Nachmittags gab es "Entspannte Bewegung" und ich habe es sehr genossen. Bei weit offenen Fenstern auf Matten liegend, schön zugedeckt und dazu Anweisungen zur Tiefenentspannung gelauscht: hat geklappt. Danach fühle ich mich immer 5 Zentimeter größer und leicht wie eine Feder.

Und dann gab es auch noch ein absolut leckeres Gulasch. Also WIRKLICH lecker. Ich sage es der Küchendame auch immer, wenn ich etwas wirklich gut fand. Man kann ja auch durchaus mal loben und danke sagen anstatt ständig zu nölen, nicht wahr?

Alles in allem war das der erste wirklich gute Tag seit einigen. Ich war frustriert, genervt, gelangweilt. Hab dann erkannt, dass es einem außerhalb der Käseglocke hier ganz genauso geht und es sich ja auch nur noch um knapp 6 Wochen handelt. Auch draußen hat man miese Tage, wo man sich selbst nicht leiden kann und alles doof ist.

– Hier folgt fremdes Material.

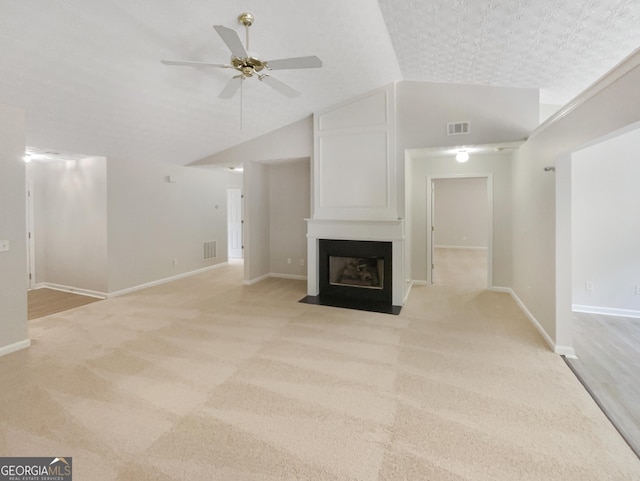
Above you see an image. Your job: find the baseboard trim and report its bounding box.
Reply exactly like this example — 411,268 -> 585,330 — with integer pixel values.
269,273 -> 307,281
487,286 -> 513,294
34,282 -> 107,299
433,246 -> 487,251
571,304 -> 640,319
242,274 -> 271,286
0,339 -> 31,357
242,272 -> 307,286
500,287 -> 576,359
107,262 -> 228,299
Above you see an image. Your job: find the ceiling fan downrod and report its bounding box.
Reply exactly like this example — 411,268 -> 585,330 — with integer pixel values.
238,12 -> 254,50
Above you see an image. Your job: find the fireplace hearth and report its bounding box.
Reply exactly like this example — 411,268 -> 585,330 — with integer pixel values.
301,239 -> 401,314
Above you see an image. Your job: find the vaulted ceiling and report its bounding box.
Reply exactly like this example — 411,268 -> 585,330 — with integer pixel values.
0,0 -> 640,164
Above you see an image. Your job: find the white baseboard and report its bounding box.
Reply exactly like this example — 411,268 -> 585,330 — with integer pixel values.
0,339 -> 31,357
433,246 -> 487,251
107,262 -> 228,298
269,273 -> 307,281
487,286 -> 513,294
571,304 -> 640,319
500,287 -> 577,359
242,272 -> 307,286
34,282 -> 107,299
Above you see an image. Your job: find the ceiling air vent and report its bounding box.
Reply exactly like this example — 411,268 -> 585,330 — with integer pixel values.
447,120 -> 471,135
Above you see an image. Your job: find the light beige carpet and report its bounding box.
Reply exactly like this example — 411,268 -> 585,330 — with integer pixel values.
0,266 -> 640,481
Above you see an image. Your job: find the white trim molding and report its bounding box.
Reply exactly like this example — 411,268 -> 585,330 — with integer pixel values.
107,262 -> 229,298
33,282 -> 107,299
529,48 -> 640,139
571,304 -> 640,319
0,339 -> 31,357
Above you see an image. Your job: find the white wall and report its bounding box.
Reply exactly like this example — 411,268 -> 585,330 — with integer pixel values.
434,177 -> 489,248
267,159 -> 311,277
243,161 -> 271,283
410,153 -> 512,287
0,105 -> 30,355
29,157 -> 107,293
513,53 -> 640,350
572,122 -> 640,317
107,159 -> 241,293
396,81 -> 539,218
191,116 -> 313,166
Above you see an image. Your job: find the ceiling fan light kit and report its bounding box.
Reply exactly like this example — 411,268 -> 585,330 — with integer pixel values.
161,12 -> 322,98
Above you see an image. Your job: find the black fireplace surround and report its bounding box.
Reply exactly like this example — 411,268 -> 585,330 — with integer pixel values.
302,239 -> 400,314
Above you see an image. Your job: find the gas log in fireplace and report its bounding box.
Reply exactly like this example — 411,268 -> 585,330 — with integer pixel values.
304,239 -> 400,314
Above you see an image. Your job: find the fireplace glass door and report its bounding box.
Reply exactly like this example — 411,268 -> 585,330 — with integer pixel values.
329,256 -> 384,289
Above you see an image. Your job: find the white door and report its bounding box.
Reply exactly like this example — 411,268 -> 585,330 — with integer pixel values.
429,181 -> 436,284
227,188 -> 243,259
27,180 -> 36,289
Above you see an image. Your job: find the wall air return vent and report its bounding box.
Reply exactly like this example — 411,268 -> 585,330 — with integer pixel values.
447,120 -> 471,135
202,241 -> 217,261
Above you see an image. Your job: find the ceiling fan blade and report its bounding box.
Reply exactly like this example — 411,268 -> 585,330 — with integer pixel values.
260,75 -> 300,97
160,60 -> 230,68
213,25 -> 249,58
218,75 -> 242,99
267,55 -> 322,70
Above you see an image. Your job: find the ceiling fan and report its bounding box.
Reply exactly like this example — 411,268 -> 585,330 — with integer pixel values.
161,13 -> 322,99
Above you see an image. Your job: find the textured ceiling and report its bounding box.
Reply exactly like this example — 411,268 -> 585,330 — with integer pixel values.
379,0 -> 640,105
0,0 -> 640,164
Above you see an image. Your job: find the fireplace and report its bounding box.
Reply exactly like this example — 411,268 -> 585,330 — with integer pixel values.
301,219 -> 406,314
303,239 -> 400,314
318,239 -> 393,304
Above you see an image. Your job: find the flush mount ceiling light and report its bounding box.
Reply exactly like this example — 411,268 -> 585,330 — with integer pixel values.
456,149 -> 469,163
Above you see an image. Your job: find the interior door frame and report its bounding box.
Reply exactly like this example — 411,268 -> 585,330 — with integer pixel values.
426,173 -> 493,288
25,179 -> 36,289
227,187 -> 244,259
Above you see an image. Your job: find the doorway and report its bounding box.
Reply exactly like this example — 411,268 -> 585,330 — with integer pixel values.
227,187 -> 244,259
26,179 -> 36,289
427,174 -> 493,289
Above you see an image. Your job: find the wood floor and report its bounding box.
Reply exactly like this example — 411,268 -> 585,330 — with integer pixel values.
27,288 -> 102,320
568,312 -> 640,456
433,248 -> 640,457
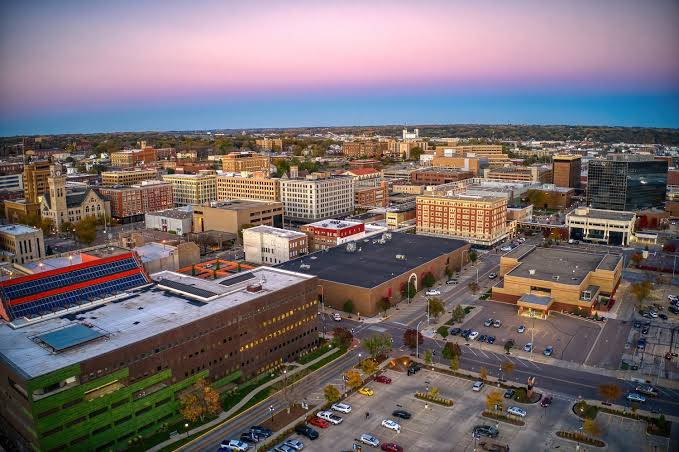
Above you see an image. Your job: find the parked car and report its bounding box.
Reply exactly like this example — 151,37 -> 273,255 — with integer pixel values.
283,439 -> 304,450
358,433 -> 380,447
391,410 -> 412,419
627,392 -> 646,403
382,419 -> 401,433
507,406 -> 526,417
540,396 -> 553,408
330,403 -> 351,414
309,417 -> 330,428
295,424 -> 318,440
375,375 -> 391,385
472,425 -> 500,438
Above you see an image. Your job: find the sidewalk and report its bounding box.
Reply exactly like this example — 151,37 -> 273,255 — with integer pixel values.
148,347 -> 340,452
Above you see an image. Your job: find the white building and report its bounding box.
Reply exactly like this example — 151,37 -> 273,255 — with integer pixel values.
281,173 -> 354,222
145,206 -> 193,235
243,225 -> 308,265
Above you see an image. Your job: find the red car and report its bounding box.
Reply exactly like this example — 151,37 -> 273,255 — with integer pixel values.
381,443 -> 403,452
375,375 -> 391,385
309,417 -> 330,428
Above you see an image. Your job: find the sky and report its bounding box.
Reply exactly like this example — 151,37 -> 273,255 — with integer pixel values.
0,0 -> 679,136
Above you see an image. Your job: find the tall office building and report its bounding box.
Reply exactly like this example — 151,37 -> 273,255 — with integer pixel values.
587,155 -> 668,211
552,154 -> 582,188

Der Suchtdruck ist ganz weg, die absolute Akzeptanz nach wie vor da. Meine Bezugstherapeutin fing zwar an, doch noch eine Langzeittherapie vorzuschlagen, aber das werde ich keineswegs machen. Ich bleibe weiter in Behandlung, keine Frage. Aber nochmal 4 Monate weg? Nein. Und ich muss auch nicht bei Null anfangen. Ich kenne die Skills und vor allem weiß ich ganz genau, warum ich rückfällig geworden bin.

Ich beginne, mich ganz langsam, aber zuversichtlich, auf zu Hause zu freuen...

Um es mit Peter Fox zu sagen: "Steig auf den Berg aus Schrott, weil oben frischer Wind weht!"